Hospital chaplains embrace new role during the pandemic: caring for caregivers

Faith E. Pinho, Los Angeles Times on

Published in Religious News

To cope, they often return to their own advice: sharing concerns with colleagues and taking a moment to recenter themselves. Weiner runs in the morning and sometimes blasts a favorite Hebrew song at home or in his car, praising God as good. Kelley practices reiki, a Japanese form of alternative medicine known as energy healing.

Through it all, the chaplains must summon their spiritual strength to provide the same to others.

On one particularly tough day at Cedars-Sinai, the words of a COVID-19 patient in his 90s tumbled around nurse Katz's mind: "This is the worst day of my entire life." Katz was reaching her breaking point. Then Kelley approached "with her kind eyes" and asked how she was doing.

"It was nice to speak to someone about it, even if it was briefly for two minutes," Katz said. "It seemed like she really cared."

The nurse started a support session among her colleagues to share encouragement through group text messages. Her manager checks in regularly. When she's off work, Katz decompresses by spending time with her husband and toddler. "You lean on everything that you can," she said.

But the pandemic still permeates her emotional wall. Since their first interaction, Katz said Kelley regularly checks on her, often reminding the nurse how proud her chaplain grandfather would be of her work.

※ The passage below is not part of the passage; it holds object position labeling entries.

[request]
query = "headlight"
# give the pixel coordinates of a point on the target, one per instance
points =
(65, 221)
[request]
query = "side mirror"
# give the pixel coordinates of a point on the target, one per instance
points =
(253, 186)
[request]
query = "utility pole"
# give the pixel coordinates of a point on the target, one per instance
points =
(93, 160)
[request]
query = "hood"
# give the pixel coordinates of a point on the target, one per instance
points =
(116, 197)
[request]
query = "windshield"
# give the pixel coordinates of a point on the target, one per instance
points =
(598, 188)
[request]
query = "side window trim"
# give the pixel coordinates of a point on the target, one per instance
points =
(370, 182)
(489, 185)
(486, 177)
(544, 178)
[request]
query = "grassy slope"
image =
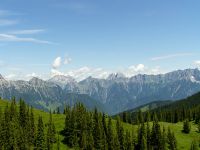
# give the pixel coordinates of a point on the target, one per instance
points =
(183, 140)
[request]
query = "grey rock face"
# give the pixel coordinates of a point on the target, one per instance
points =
(116, 93)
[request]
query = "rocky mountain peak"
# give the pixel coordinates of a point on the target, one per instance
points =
(35, 80)
(115, 76)
(1, 77)
(62, 79)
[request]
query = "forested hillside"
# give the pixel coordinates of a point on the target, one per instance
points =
(23, 127)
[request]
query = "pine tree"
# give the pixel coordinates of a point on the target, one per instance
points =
(83, 141)
(142, 143)
(120, 133)
(90, 142)
(156, 136)
(116, 143)
(58, 142)
(198, 126)
(110, 136)
(51, 132)
(97, 132)
(172, 143)
(164, 140)
(40, 137)
(186, 126)
(124, 116)
(194, 145)
(128, 142)
(148, 136)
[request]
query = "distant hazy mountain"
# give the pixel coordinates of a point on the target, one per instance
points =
(116, 93)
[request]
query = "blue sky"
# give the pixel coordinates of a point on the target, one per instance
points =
(97, 37)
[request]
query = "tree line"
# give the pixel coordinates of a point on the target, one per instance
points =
(95, 131)
(19, 131)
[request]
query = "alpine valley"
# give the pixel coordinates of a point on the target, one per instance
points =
(112, 95)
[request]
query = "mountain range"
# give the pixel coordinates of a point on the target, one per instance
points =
(114, 94)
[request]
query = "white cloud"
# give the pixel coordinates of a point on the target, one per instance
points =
(57, 63)
(197, 62)
(82, 73)
(67, 60)
(31, 31)
(171, 56)
(10, 77)
(138, 68)
(6, 22)
(31, 75)
(13, 38)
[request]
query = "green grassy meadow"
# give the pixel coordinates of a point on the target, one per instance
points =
(183, 140)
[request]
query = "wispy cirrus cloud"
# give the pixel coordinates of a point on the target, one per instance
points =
(29, 31)
(7, 22)
(14, 38)
(171, 56)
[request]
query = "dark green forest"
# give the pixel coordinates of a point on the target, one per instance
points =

An Orthodox Jew, Katz hadn't expected to be drawn to a Christian chaplain. But Kelley reminds her of God's presence, and their close connection has strengthened Katz's relationship with God.


"It's really beautiful that we can ignore all the societal standards and just be able to lean on each other," Katz said. "Spirituality doesn't have to be about the specifics of religion. It's just about how we're all connected — [and] there for each other."

A strengthened healthcare staff and caring chaplains means patients benefit, too. Katz said patients perk up after the chaplains' visits, reminded of God's love and the feeling "that they're in good hands."

As hospitalizations for COVID-19 decline, for Katz and Kelley and so many others, the work continues. So do their routines.

Each time Kelley leaves a COVID-19 patient's bedside, she practices her wind-down ritual, removing each layer of PPE and praying once again.

This time, she asks God to stay in the room.